Below the daily chart is the Volume Technical Indicator. This indicator does NOT represent price but presents volume. The chart is set for 15 minutes so the volume indicator is reflecting the total number of shares that traded hands during each 15 minute period on March 13. The red bars in the volume chart reflect the total number of shares that changed hands and as price movement for that 15 minutes was lower, the bar is red. This is counted as selling volume.

The green bars represents when price movement was climbing and as you can see there are not a lot of green bars on March 13 so the stock was obviously falling throughout much of the day. Buying volume then is shown as a green bar.

Bank Of Nova Scotia Stock March 13 13Bank Of Nova Scotia Stock 15 minute char from March 13 2013

Bank of Nova Scotia Stock End Of Day Chart for March 13 2013

At the close of the day on March 13 the shares are tallied up and the price movement is studied to see whether the price movement was up, down or sideways. The chart below shows the end of day for March 13. For March 13, Bank Of Nova Scotia Stock ended up with a red candlestick. Price movement then was down. We would therefore say that on March 13 2013 there were more investors trying to sell than there were investors interested in buying within Bank Of Nova Scotia Stock.

Once again in the daily chart below we can see the red candlestick for March 13. This tells us there were more investors trying to sell than buyers. Buyers during the day pulled away from sellers and so the candlestick is long and red. This tell us that the selling pressure pushed the price lower. Again there are two shadows, one of the top and a longer one on the bottom. The bottom is called a tail. With a red candlestick it tells us that prices opened up and then fell throughout the day but because of the tail, the price closed off their lows of the day. If the candlestick was “fat” and the entire length that would tell us that prices fell all day and that prices closed at the low for the day. This is often seen in bear markets where selling is strong all day long on a stock.
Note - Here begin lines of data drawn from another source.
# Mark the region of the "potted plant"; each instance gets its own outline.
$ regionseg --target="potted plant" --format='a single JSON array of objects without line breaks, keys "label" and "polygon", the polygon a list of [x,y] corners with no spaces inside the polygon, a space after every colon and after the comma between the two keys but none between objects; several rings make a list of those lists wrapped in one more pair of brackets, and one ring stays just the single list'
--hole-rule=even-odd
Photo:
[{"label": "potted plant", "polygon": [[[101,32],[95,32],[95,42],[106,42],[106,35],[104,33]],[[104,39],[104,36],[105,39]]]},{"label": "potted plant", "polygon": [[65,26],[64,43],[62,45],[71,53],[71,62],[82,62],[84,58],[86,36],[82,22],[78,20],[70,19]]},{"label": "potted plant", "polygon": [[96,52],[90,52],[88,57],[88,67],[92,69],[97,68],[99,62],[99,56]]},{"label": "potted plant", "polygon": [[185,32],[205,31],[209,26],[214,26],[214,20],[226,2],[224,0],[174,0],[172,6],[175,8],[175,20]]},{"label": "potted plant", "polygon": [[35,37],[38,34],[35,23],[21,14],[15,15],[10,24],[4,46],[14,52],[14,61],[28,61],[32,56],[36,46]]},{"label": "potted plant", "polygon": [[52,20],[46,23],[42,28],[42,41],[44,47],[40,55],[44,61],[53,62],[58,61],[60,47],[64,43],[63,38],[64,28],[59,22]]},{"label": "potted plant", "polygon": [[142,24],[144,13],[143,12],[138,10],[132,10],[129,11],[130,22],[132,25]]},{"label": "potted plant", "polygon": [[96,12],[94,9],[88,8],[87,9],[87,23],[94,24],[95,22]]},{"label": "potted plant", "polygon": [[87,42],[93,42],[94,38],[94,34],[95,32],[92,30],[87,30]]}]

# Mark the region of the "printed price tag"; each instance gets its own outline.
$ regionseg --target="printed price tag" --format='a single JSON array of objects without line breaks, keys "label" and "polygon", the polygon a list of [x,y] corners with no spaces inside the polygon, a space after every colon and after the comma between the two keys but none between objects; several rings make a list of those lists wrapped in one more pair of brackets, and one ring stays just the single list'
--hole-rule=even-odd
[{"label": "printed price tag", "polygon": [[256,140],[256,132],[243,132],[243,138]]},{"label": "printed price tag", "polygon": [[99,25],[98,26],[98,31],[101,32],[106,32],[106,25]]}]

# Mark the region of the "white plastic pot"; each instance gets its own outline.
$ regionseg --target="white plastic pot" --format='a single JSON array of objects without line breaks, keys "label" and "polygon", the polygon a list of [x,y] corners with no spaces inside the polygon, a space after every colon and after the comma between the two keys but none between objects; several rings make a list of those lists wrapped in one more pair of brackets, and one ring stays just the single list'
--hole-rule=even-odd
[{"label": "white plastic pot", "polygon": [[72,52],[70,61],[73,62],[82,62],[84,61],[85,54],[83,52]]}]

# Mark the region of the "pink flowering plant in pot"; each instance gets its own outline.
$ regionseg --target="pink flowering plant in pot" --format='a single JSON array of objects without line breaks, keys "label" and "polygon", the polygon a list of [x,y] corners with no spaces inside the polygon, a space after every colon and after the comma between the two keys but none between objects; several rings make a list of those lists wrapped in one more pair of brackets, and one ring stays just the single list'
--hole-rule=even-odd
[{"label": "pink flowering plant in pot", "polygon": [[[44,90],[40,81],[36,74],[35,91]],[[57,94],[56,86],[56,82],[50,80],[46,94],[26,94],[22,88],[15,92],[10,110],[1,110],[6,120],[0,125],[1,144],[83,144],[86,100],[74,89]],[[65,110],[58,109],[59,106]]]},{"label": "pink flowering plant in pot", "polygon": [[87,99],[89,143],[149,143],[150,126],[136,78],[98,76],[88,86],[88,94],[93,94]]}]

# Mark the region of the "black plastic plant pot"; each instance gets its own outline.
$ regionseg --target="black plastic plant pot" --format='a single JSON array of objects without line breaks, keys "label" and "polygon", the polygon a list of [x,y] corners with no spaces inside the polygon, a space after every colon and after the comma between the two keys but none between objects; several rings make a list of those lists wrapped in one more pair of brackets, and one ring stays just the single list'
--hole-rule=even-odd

The top of the candlestick has a small shadow. This tells us that selling started right near the start of the day and prices fell most of the day.

Volume Technical Indicator

Below the chart is the volume indicator. As March 13 was dominated by sellers the volume indicator bar is red. The volume on March 13 was just slightly less than March 14 so the bars are almost the same height.

Bank Of Nova Scotia Stock March 13 2013Bank Of Nova Scotia Stock daily chart showing March 13 2013 highlighted

So now you know how to read the volume indicators and candlesticks during the day and at the end of a day. In upcoming articles I will look at different investing strategies based on what we have learned here about volume and price.